Attempting to put our money where our mouths are

The other day we asked everyone to try to give blood and when we searched for nearby blood drives ourselves we found out the Mets were hosting a blood drive at Citifield, which is a short distance from our home. So bright and early this morning, before going to the hospital, Amy and I headed over there to do our part.

Citifield

Meet the Mets, give some blood

Now, to be honest, I really hate giving blood. The phlebotomists always need to poke me and then dig around with the needle under my skin until they hit gold — not a pleasant experience. But I was doing this to give back after all the blood that Benjamin received, so I was willing to put up with a little pain.

The set up at the ballpark was impressive – it seemed like a triage center and was already busy after only being open for 15 minutes. Amy and I separated and answered the questions to make sure we hadn’t traded money or drugs for sex, caught malaria or ate a lot of British beef in the early 90’s.

Red Cross at the Caesars Club

I warned the Red Cross staff member taking my blood that I was going to be a tough case. She seemed up for it and after some semi-painful poking got some blood flowing into the bag.

20110813-045740.jpg

Grit your teeth and think of Benjamin

But then after a bit, more and more nurses kept looking at my hook-up and bag and started poking me again. Eventually I learned I actually have no blood – that I’m a robot or something.
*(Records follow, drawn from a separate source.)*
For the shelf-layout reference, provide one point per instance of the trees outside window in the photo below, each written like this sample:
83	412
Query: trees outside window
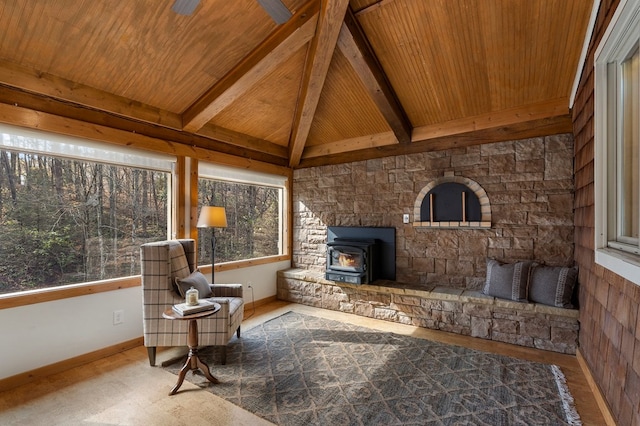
66	221
253	221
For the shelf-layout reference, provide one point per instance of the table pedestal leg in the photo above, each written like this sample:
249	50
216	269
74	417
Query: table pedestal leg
193	362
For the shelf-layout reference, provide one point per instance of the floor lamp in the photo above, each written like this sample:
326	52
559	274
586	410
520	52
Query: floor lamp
212	217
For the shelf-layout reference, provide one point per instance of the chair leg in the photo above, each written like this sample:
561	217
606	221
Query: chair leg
151	351
223	355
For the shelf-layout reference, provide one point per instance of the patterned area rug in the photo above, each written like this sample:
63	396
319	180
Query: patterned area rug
302	370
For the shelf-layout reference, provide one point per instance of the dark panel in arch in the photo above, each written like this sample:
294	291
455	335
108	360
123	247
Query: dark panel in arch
447	204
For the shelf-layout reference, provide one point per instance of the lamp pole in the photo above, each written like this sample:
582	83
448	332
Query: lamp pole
213	248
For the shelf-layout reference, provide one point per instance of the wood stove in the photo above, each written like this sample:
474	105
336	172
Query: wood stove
352	261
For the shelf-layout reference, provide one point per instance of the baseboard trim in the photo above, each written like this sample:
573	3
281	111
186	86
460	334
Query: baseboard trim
595	389
59	367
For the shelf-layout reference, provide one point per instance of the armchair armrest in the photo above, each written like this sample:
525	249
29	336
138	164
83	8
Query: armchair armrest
227	290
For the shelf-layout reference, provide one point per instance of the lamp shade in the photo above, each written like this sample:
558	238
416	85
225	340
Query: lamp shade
212	217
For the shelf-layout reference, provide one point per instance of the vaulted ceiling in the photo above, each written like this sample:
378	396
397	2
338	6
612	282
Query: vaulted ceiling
341	80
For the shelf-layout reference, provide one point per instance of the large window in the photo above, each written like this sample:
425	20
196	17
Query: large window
253	203
74	211
617	142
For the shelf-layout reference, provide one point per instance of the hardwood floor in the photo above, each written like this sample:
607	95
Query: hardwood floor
124	390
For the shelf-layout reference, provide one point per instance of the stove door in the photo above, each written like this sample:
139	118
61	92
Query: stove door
346	258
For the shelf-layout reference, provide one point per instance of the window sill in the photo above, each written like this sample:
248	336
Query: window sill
624	264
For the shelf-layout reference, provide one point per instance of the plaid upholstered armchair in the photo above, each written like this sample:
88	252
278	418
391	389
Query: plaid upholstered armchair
162	262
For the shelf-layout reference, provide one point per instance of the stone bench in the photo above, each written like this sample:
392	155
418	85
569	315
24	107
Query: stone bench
458	311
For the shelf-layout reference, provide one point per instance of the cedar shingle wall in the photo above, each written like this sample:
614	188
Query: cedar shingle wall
610	323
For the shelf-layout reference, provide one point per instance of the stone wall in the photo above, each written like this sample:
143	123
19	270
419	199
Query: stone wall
529	184
465	312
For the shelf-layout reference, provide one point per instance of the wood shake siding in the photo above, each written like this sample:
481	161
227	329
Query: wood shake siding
610	324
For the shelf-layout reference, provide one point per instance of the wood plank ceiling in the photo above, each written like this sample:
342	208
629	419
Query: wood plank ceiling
340	81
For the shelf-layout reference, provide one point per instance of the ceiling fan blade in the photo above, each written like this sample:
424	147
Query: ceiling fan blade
185	7
277	10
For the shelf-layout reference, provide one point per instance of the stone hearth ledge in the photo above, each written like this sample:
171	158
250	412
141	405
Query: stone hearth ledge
466	312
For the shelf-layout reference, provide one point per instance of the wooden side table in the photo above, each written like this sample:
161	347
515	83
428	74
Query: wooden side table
193	363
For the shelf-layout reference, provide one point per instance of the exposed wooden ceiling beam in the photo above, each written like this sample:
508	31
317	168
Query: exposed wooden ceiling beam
522	130
273	51
330	20
526	113
356	48
45	104
242	140
62	125
42	83
354	144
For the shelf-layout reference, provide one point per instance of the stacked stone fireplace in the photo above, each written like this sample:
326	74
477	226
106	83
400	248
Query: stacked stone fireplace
525	193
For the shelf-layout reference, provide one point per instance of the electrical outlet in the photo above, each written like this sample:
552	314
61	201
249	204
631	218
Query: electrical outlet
118	317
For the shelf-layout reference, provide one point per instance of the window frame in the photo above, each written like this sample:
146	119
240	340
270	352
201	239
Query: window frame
227	173
621	39
46	143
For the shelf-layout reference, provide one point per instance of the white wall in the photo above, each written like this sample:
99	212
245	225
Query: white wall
34	336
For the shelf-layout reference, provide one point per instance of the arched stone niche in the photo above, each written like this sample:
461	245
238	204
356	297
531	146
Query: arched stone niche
452	202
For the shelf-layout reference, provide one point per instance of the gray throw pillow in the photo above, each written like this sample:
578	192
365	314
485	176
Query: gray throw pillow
553	285
197	281
507	280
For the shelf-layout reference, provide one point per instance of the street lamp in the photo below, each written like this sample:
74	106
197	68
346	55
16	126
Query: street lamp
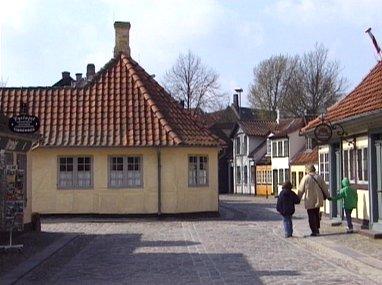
239	91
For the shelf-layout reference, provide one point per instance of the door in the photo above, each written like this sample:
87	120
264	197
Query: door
22	164
275	182
378	147
338	212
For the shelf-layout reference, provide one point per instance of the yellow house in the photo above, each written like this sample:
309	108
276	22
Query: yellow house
298	163
115	142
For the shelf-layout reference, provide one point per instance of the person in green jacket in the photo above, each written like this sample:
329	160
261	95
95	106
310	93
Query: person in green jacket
349	195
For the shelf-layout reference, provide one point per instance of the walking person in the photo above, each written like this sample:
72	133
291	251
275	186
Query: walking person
285	206
316	191
350	198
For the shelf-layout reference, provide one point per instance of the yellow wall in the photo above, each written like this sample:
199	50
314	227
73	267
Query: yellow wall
263	188
297	169
177	197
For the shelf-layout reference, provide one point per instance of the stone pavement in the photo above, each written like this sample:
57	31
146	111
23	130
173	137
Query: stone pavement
244	246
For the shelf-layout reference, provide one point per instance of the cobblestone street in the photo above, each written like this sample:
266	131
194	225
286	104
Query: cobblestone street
244	246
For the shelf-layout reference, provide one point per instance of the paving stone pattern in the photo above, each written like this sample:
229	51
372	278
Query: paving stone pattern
244	246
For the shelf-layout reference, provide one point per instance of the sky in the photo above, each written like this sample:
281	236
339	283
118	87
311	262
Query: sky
40	39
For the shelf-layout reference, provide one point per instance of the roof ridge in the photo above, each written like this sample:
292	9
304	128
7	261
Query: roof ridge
127	61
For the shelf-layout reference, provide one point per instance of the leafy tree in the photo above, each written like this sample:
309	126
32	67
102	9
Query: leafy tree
194	83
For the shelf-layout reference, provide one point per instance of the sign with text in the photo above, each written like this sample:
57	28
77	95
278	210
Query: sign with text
24	124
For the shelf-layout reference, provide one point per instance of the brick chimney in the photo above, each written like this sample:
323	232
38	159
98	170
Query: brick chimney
90	71
121	38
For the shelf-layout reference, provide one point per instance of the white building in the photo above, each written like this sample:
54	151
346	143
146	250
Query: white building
284	143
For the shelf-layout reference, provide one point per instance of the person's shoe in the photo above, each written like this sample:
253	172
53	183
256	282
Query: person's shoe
349	231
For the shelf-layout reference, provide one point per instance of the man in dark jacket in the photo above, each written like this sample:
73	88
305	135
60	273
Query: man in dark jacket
285	206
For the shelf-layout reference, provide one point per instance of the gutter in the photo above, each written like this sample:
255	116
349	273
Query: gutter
159	182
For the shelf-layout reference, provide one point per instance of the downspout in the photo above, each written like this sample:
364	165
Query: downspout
159	182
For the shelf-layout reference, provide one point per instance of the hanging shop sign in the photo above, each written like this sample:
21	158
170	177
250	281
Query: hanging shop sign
24	124
15	144
323	132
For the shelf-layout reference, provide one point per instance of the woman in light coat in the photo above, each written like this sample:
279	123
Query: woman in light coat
316	191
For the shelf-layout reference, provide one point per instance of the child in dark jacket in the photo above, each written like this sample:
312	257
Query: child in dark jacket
285	206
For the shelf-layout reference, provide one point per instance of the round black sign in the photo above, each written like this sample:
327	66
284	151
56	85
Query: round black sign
24	124
323	132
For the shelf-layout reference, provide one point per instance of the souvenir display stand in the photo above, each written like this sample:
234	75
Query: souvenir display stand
11	200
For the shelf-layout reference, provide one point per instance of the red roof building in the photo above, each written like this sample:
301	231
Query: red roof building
120	135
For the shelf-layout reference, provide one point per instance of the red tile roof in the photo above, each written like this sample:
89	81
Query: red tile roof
365	98
258	128
305	157
287	126
121	106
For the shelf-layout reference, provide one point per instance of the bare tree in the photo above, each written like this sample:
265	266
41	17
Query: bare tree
316	84
271	82
194	83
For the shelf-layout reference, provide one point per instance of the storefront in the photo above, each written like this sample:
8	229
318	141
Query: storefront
15	195
352	131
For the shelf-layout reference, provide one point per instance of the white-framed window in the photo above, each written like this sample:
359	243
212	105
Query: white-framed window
245	141
286	174
294	179
197	170
245	174
75	172
269	147
349	165
238	175
281	176
258	177
125	172
362	169
286	148
280	148
274	149
324	165
237	145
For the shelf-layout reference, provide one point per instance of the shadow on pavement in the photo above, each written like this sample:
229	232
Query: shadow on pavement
125	258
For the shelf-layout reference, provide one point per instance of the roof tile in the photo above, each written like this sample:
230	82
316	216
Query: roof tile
121	106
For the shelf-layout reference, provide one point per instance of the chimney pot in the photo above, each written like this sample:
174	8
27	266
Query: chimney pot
90	71
121	38
65	74
236	100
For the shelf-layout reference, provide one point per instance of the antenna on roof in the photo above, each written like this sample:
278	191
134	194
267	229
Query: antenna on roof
375	43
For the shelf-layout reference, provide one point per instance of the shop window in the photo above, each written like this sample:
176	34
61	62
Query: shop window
245	174
300	176
269	147
279	148
238	175
346	163
324	166
75	172
245	145
238	145
281	176
294	181
286	148
274	149
125	171
197	170
258	177
362	171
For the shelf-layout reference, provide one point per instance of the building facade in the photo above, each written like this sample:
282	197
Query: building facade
354	150
117	143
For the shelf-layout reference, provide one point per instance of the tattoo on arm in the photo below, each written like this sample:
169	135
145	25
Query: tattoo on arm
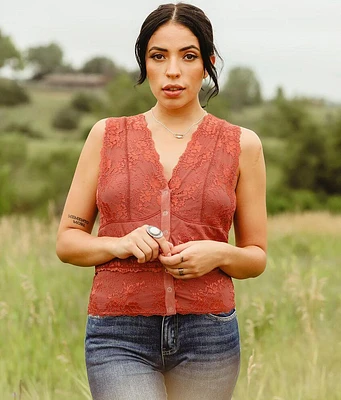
78	221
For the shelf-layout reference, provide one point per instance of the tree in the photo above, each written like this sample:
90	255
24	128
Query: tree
100	65
9	53
46	59
242	88
123	98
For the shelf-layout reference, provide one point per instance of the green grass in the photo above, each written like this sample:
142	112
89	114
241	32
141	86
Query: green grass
39	113
289	317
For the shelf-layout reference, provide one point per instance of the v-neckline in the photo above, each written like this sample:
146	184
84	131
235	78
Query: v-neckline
167	182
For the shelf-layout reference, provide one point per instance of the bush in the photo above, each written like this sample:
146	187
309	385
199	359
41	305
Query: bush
334	204
24	129
84	102
11	93
66	119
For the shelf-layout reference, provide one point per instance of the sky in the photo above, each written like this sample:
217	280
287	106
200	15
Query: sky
295	44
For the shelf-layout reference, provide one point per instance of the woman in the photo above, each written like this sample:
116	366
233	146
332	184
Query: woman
167	184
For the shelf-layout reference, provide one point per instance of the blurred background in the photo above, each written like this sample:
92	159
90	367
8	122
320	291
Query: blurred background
66	64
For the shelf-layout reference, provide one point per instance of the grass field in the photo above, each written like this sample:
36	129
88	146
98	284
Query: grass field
290	317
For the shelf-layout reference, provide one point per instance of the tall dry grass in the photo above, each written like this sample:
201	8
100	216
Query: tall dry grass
289	317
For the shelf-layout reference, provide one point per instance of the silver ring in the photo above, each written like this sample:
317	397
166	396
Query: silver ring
154	232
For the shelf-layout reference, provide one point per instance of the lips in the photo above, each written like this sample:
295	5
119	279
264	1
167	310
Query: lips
173	91
173	88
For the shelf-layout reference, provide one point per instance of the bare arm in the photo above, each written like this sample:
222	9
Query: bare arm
75	244
248	257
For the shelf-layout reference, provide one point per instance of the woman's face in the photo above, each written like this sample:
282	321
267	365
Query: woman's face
174	66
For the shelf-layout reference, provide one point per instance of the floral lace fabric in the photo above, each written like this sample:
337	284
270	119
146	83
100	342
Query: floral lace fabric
197	203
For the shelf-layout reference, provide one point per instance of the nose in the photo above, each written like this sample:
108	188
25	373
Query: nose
173	68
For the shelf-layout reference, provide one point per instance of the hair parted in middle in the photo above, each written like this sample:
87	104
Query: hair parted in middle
189	16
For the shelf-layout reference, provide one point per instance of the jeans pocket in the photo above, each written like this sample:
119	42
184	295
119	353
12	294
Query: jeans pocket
224	316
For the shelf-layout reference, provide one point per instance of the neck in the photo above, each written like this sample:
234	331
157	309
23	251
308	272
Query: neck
179	128
178	116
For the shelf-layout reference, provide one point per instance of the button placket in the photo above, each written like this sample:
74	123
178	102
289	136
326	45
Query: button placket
165	227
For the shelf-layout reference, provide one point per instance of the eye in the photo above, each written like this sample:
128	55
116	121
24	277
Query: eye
190	57
157	56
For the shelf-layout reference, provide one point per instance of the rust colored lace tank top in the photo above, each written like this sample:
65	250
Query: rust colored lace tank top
197	203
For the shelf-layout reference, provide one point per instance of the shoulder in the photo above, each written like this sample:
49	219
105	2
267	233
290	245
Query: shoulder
251	148
249	140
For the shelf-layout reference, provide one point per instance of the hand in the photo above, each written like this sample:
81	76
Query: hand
194	259
139	244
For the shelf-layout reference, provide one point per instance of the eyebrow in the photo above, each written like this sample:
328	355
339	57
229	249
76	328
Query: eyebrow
182	49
Either that or I just have very small veins, veins that got smaller after they made me bruise up. The nurse actually told me “You probably shouldn’t give blood.” The half a unit they got out of me was not usable, unfortunately.

Luckily Amy was able to donate, so the trip wasn’t wasted – although it wasn’t all fun for her either. She didn’t feel so great half-way through and then they didn’t want her to leave “until her color improved.” Amy then had to explain that she is always that color.

20110813-045756.jpg

Hooray for Amy!

The Mets gave out goodies that helped to soothe my disappointment – we each got a pair of tickets to an upcoming game, t-shirts and we were entered into a few raffles (even those of us who failed).

Any way – two things: 1. I need someone to give blood as my proxy, pretty much for the rest of my life 2. Everyone else at the blood drive seemed to get through it pretty smoothly, so I think we’re the exception.

So, please go and donate blood!

Ok – one last confession… the real reason we went was to meet Mr Met, because come on, this is exactly the sort of thing he would be at, miming things and getting photos taken with people. No luck though… I bet he probably can’t give blood either, on account of looking so pale all the time.